The formula for the square of a binomial is the following:

${\left(a + b\right)}^{2} = {a}^{2} + 2 a b + {b}^{2}$.

So, we need two squares, and a third terms, which is twice the multiplication of the bases of the squares.

Your equation starts with ${x}^{2} - 4 x$. Of course, ${x}^{2}$ is the square of $x$, so we wanto $- 4 x$ to be twice the multiplication of $x$ and another number.

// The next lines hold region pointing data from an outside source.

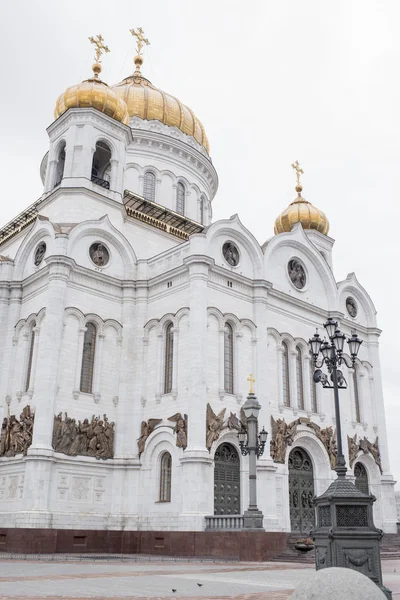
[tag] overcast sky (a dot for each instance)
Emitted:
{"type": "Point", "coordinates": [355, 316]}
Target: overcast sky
{"type": "Point", "coordinates": [272, 81]}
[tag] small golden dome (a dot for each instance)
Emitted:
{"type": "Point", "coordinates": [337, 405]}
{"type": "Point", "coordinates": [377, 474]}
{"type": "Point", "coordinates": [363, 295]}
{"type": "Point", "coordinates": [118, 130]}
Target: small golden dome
{"type": "Point", "coordinates": [148, 102]}
{"type": "Point", "coordinates": [93, 93]}
{"type": "Point", "coordinates": [301, 211]}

This other number is obviously $- 2$, so we can conclude that

${\left(x - 2\right)}^{2} = {x}^{2} - 4 x + 4$.

Your equation differs this expression for a difference of $9$ unit, in fact

${x}^{2} - 4 x + 13 = \left({x}^{2} - 4 x + 4\right) + 9$

From this point, we are able to tell that the equation has no solution: we want

$\left({x}^{2} - 4 x + 4\right) + 9 = {\left(x - 2\right)}^{2} + 9$

to be zero, but since a square is always positive, how can a sum of two positive quantities be zero? In other terms, you would have

${\left(x - 2\right)}^{2} + 9 = 0 \iff {\left(x - 2\right)}^{2} = - 9$

and again, a square can't be equal to a negative number.